Plus l'analyse progresse, plus l'écriture devient le médiateur de ses pensées et fantasmes, un moyen de combler les distances entre les autres et lui. Les lettres, à la fois outil de connexion et marqueur de distance, révèlent la profondeur du changement et de l'adaptation qui s’opèrent en David. À mesure qu’il prend conscience de l’importance de ces signifiants dans sa vie, il saisit ce qu’une ville comme Beyrouth pourrait représenter pour lui et ressent pour un temps une certaine harmonie, un calme des eaux intérieures ; il commence à s’approprier sa vie comme il s'approprie la ville.

 

La migration et l’étrangeté

L’expérience du migrant n’est cependant pas toujours aussi linéaire. Même quand elle est réfléchie et désirée, elle confronte l’individu à l’inconnu et peut entraîner une désorganisation significative des repères. En se référant à l’histoire de L’Homme au sable de Hoffmann, Freud étudie le sentiment de l’inquiétante étrangeté (Freud, 1919). Ce terme, en allemand, évoque les expériences liées à ce qui est effrayant et angoissant, en opposition à ce qui signifierait, dans la même langue, le familier ou l’intime. Une autre formulation pour clarifier ce concept ambivalent d'inquiétante-étrangeté serait le secret-manifeste, évoquant nos impressions lorsque nous sommes confrontés à quelque chose dont nous ne comprenons pas pleinement la nature, que ce soit un objet animé ou inanimé. Freud parle du double narcissique, forme que l’on retrouve dans les manifestations de xénophobie, c’est-à-dire la peur de l’étranger qui porte en lui une menace de castration : parce que ses identifications sont différentes des miennes, l’étranger peut mettre mon propre être en danger. Il se produit alors des clivages créant des catégorisations en termes de bon et de mauvais, laissant ainsi le migrant face à des dualités conflictuelles, sans qu’il ne sache où se positionner. On observe ainsi par exemple des phénomènes de marginalisation qui se font au nom de la religion, de la couleur, de l’appartenance, du genre ou des choix politiques.

 

La migration comme processus régressif

En psychanalyse, la migration est aussi une métaphore d’un processus régressif. Les bouleversements politiques et économiques depuis 2019 laissent Nabil perplexe. Il vit un moment où son angoisse atteint son paroxysme. Il explique : « J’ai vécu ici toute ma vie. Dois-je désormais me considérer étranger maintenant que plus rien de ce qui m’entoure ne me ressemble ? » L’analyste, ses collègues, ses employés, tout le monde pourrait devenir cet étranger qu’on évite mais qui séduit à la fois. Allons-nous parler le même langage ? Il se produit alors une forme de transformation des représentations de soi et de l’autre. Le moi-peau n’arrive plus à le contenir, il recherche une barrière de contact. Nabil se demande alors si migrer serait la solution à ses angoisses de mort devenues insupportables. Le monde extérieur changeant, mouvant, pourrait-il calmer ses angoisses primitives ? Il s’inquiète également pour ses parents. Auraient-ils les moyens eux aussi de faire face à l’imprévisible, à l’inconnu ?

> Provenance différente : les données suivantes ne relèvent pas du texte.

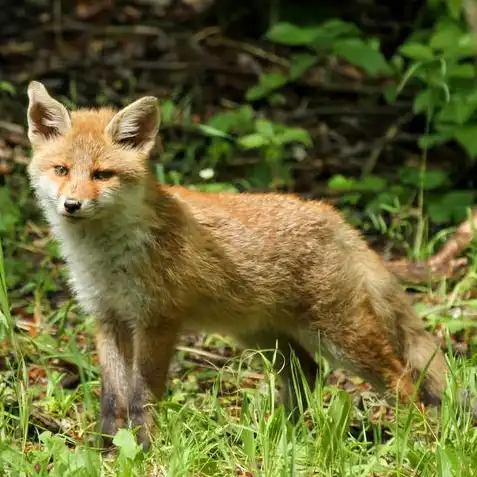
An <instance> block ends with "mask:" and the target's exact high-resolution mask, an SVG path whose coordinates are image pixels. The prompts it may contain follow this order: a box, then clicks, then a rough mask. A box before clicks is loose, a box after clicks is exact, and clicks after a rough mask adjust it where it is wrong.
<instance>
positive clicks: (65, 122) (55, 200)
mask: <svg viewBox="0 0 477 477" xmlns="http://www.w3.org/2000/svg"><path fill="white" fill-rule="evenodd" d="M28 98H29V105H28V113H27V115H28V138H29V139H30V142H31V145H32V149H33V156H32V160H31V162H30V164H29V166H28V174H29V176H30V181H31V184H32V187H33V189H34V191H35V194H36V195H37V197H38V199H39V201H40V203H41V205H42V207H43V209H44V210H45V212H46V215H47V217H48V218H49V219H50V220H55V221H58V220H67V221H69V222H75V221H83V220H85V219H86V220H92V219H94V218H98V217H102V216H104V215H105V214H109V213H111V212H114V210H118V209H124V208H126V209H127V208H128V207H131V205H133V206H134V204H135V203H136V204H137V202H138V201H140V200H142V198H143V194H144V190H145V182H146V179H147V176H148V164H147V159H148V156H149V153H150V151H151V149H152V147H153V146H154V143H155V138H156V135H157V132H158V129H159V123H160V115H159V106H158V101H157V99H156V98H155V97H152V96H146V97H143V98H141V99H138V100H137V101H135V102H133V103H131V104H130V105H129V106H127V107H125V108H124V109H122V110H120V111H118V112H117V111H114V110H112V109H107V108H104V109H97V110H90V109H80V110H77V111H72V112H70V111H68V110H67V109H66V108H65V106H63V105H62V104H61V103H60V102H58V101H57V100H55V99H54V98H52V97H51V96H50V95H49V93H48V91H47V90H46V88H45V87H44V86H43V85H42V84H41V83H39V82H36V81H33V82H31V83H30V85H29V87H28Z"/></svg>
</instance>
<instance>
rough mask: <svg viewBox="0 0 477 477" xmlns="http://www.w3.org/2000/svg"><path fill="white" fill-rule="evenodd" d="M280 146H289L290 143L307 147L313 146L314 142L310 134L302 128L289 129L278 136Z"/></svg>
mask: <svg viewBox="0 0 477 477" xmlns="http://www.w3.org/2000/svg"><path fill="white" fill-rule="evenodd" d="M276 141H277V142H278V144H288V143H290V142H300V143H302V144H305V146H311V145H312V140H311V136H310V133H309V132H308V131H306V130H305V129H301V128H287V129H286V130H285V131H283V132H282V133H281V134H279V135H277V137H276Z"/></svg>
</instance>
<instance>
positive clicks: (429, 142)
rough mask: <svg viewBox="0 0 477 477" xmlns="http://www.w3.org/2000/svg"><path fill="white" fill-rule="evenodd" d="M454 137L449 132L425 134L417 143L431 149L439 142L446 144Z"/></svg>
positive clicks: (426, 148)
mask: <svg viewBox="0 0 477 477" xmlns="http://www.w3.org/2000/svg"><path fill="white" fill-rule="evenodd" d="M451 138H452V133H448V134H424V135H423V136H421V137H420V138H419V139H418V141H417V143H418V145H419V147H420V148H421V149H431V148H432V147H434V146H438V145H439V144H444V143H445V142H447V141H449V140H450V139H451Z"/></svg>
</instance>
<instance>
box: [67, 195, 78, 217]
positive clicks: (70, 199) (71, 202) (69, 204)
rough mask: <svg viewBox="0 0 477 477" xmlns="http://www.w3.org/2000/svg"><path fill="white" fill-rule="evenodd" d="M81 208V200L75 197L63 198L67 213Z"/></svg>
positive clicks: (71, 213) (77, 209)
mask: <svg viewBox="0 0 477 477" xmlns="http://www.w3.org/2000/svg"><path fill="white" fill-rule="evenodd" d="M80 209H81V201H80V200H76V199H66V200H65V210H66V212H68V214H74V213H75V212H77V211H78V210H80Z"/></svg>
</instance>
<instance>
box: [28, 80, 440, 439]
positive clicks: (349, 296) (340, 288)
mask: <svg viewBox="0 0 477 477" xmlns="http://www.w3.org/2000/svg"><path fill="white" fill-rule="evenodd" d="M29 97H30V104H29V109H28V122H29V137H30V140H31V143H32V146H33V151H34V154H33V158H32V161H31V164H30V166H29V175H30V177H31V182H32V186H33V188H34V190H35V193H36V195H37V197H38V199H39V202H40V204H41V206H42V208H43V210H44V211H45V214H46V217H47V218H48V220H49V222H50V223H51V225H52V228H53V232H54V234H55V236H56V237H57V239H58V240H59V242H60V244H61V250H62V253H63V255H64V257H65V258H66V262H67V265H68V269H69V272H70V282H71V285H72V288H73V290H74V292H75V293H76V296H77V298H78V300H79V302H80V303H81V304H82V306H83V307H84V308H85V310H86V311H88V312H89V313H92V314H94V315H96V317H97V321H98V351H99V356H100V363H101V371H102V383H103V384H102V411H101V416H102V418H101V430H102V432H103V433H106V434H114V432H115V431H116V430H117V429H118V428H119V427H121V426H122V425H124V423H125V419H126V416H129V419H130V420H131V421H132V422H133V424H136V425H140V426H142V428H143V429H149V428H150V425H151V424H150V423H149V421H148V419H147V415H146V413H145V411H144V410H143V405H144V404H145V403H146V402H147V399H148V396H149V395H153V396H156V397H157V398H160V397H161V396H162V393H163V390H164V383H165V379H166V375H167V369H168V366H169V362H170V359H171V356H172V353H173V350H174V344H175V343H176V339H177V337H178V336H179V335H180V333H182V332H184V331H191V330H193V331H215V332H219V333H228V334H231V335H233V336H234V337H235V338H236V339H237V340H238V341H239V342H240V343H242V344H243V345H244V346H247V347H248V346H252V347H257V348H260V349H262V350H273V349H274V348H278V350H279V352H280V353H281V355H282V357H283V361H282V362H278V363H277V367H278V368H279V369H280V370H281V371H282V377H283V394H282V397H283V400H284V403H285V404H286V406H287V409H288V410H289V411H290V413H291V416H292V417H293V418H296V411H297V409H301V410H303V406H304V403H303V402H302V400H301V398H300V396H303V395H304V394H306V393H305V392H304V388H303V386H305V387H306V386H307V385H308V386H310V387H313V386H314V384H315V379H316V375H317V371H318V367H317V364H316V361H315V356H316V353H321V354H323V355H324V356H325V357H326V358H327V359H329V360H330V361H331V363H332V364H334V365H336V366H344V367H346V368H348V369H350V370H352V371H354V372H356V373H358V374H360V375H361V376H363V377H364V378H365V379H367V380H369V381H370V382H371V383H372V384H373V385H375V386H376V388H377V389H378V390H380V391H383V392H389V393H392V394H394V393H396V392H397V393H398V395H399V396H400V398H401V400H402V401H409V400H411V399H412V398H413V397H414V392H415V386H414V385H415V381H416V378H417V376H418V375H419V373H421V372H423V371H424V370H425V369H427V373H426V377H425V379H424V381H423V388H422V390H421V391H422V392H421V397H422V398H423V399H424V400H425V401H427V402H439V401H440V397H441V395H442V392H443V389H444V385H445V380H446V373H447V367H446V363H445V360H444V358H443V355H442V353H441V352H440V350H439V349H438V347H437V344H436V343H435V342H434V341H433V338H432V337H431V335H430V334H429V333H427V332H426V331H425V330H424V326H423V323H422V321H421V320H420V319H419V318H418V316H417V315H416V314H415V312H414V310H413V308H412V306H411V304H410V303H409V301H408V299H407V297H406V296H405V294H404V291H403V290H402V289H401V288H400V286H399V284H398V283H397V280H396V279H395V277H394V276H393V275H392V274H391V273H389V271H388V270H386V268H385V267H384V265H383V263H382V262H381V260H380V258H379V257H378V256H377V255H376V254H375V253H374V252H373V251H372V250H371V249H370V248H369V247H368V246H367V244H366V243H365V241H364V240H363V239H362V237H361V236H360V234H359V233H358V232H357V231H356V230H355V229H353V228H352V227H350V226H349V225H348V224H347V223H346V222H345V221H344V220H343V218H342V217H341V215H340V214H339V213H338V212H337V211H336V210H335V209H334V208H333V207H331V206H330V205H328V204H325V203H323V202H311V201H308V202H307V201H303V200H301V199H299V198H298V197H295V196H287V195H278V194H226V193H220V194H203V193H199V192H195V191H191V190H187V189H185V188H182V187H165V186H160V185H158V184H157V182H156V181H155V180H154V178H153V176H152V175H151V173H150V171H149V168H148V164H147V159H148V155H149V153H150V150H151V148H152V146H153V144H154V140H155V137H156V134H157V131H158V128H159V110H158V105H157V100H156V99H155V98H152V97H145V98H142V99H139V100H137V101H135V102H134V103H132V104H130V105H129V106H127V107H126V108H124V109H122V110H120V111H118V112H117V111H114V110H112V109H99V110H79V111H75V112H70V111H68V110H67V109H66V108H65V107H64V106H63V105H61V104H60V103H59V102H58V101H56V100H54V99H53V98H52V97H51V96H50V95H49V94H48V92H47V91H46V89H45V88H44V86H42V85H41V84H39V83H36V82H34V83H32V84H31V85H30V87H29ZM293 357H296V358H298V361H299V364H300V366H301V368H302V371H303V376H304V382H303V383H302V384H298V388H297V383H296V381H295V379H294V377H293V376H294V373H293V371H292V364H291V363H292V360H293ZM144 432H145V431H144ZM140 440H141V441H142V442H143V443H144V444H145V445H148V442H149V441H148V437H147V436H146V434H144V433H143V434H141V435H140Z"/></svg>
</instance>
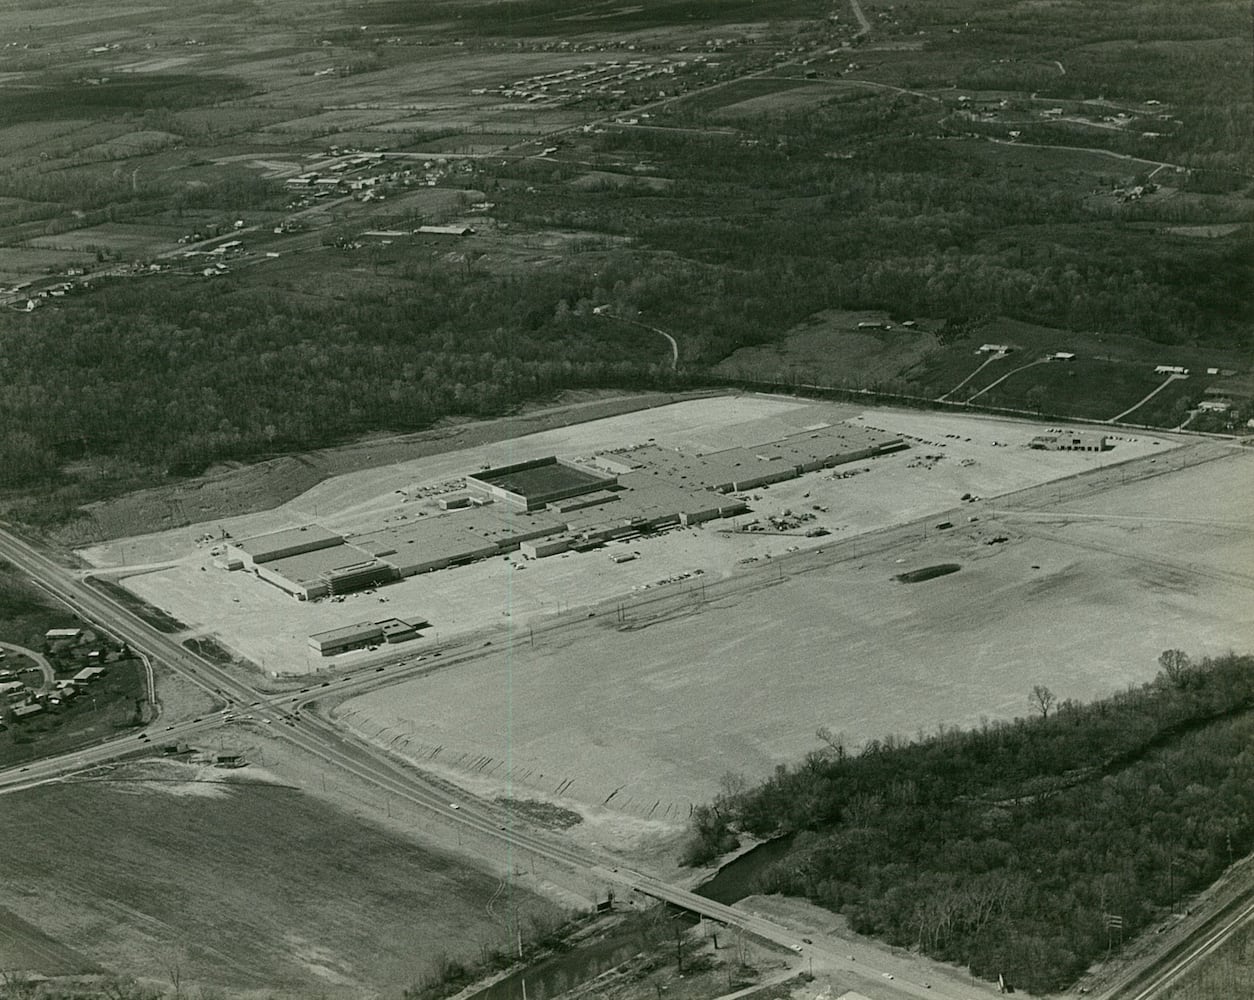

Dans L’inquiétante étrangeté (1919), Freud réaffirme que certains contenus refoulés chez un individu peuvent être projetés sur autrui, un étranger par exemple. Aux yeux de cet individu, l’étranger acquiert un caractère angoissant, éveillant un sentiment bizarre de quelque chose qui est à la fois familier et inconnu. L’écroulement du silo à la suite de l’explosion désastreuse du port de Beyrouth en août 2020 a été la goutte de trop. Nabil sent qu’à seulement 50 km des terres saintes, à 50 km de la terre promise censée rassembler les gens de croyances religieuses différentes, la matrice ne tient plus, elle s’effondre. Il a le sentiment de perdre le contrôle, que la ville ne peut plus répondre à ses besoins, qu’elle a perdu ses capacités de contenance et de création, tout comme son père et sa mère se sont autrefois effondrés quand ils ont appris qu’il souffre de diabète. On voit bien alors comment l’espace extérieur pourrait être une extension symbolique de ses enveloppes psychiques. Par exemple, l'utilisation dans plusieurs langues du verbe possessif « avoir » pour décrire notre lieu de vie souligne bien cette relation intime entre notre moi et notre environnement. Pour David, malgré toutes les menaces potentielles à son entourage, être proche de la mer et avancer dans l’écriture symboliserait la créativité ; comme le soulignent les Anglo-saxons, il n’y a pas d’adaptabilité sans créativité. Il s’étaye sur l’histoire de ses parents migrateurs pour continuer leur roman.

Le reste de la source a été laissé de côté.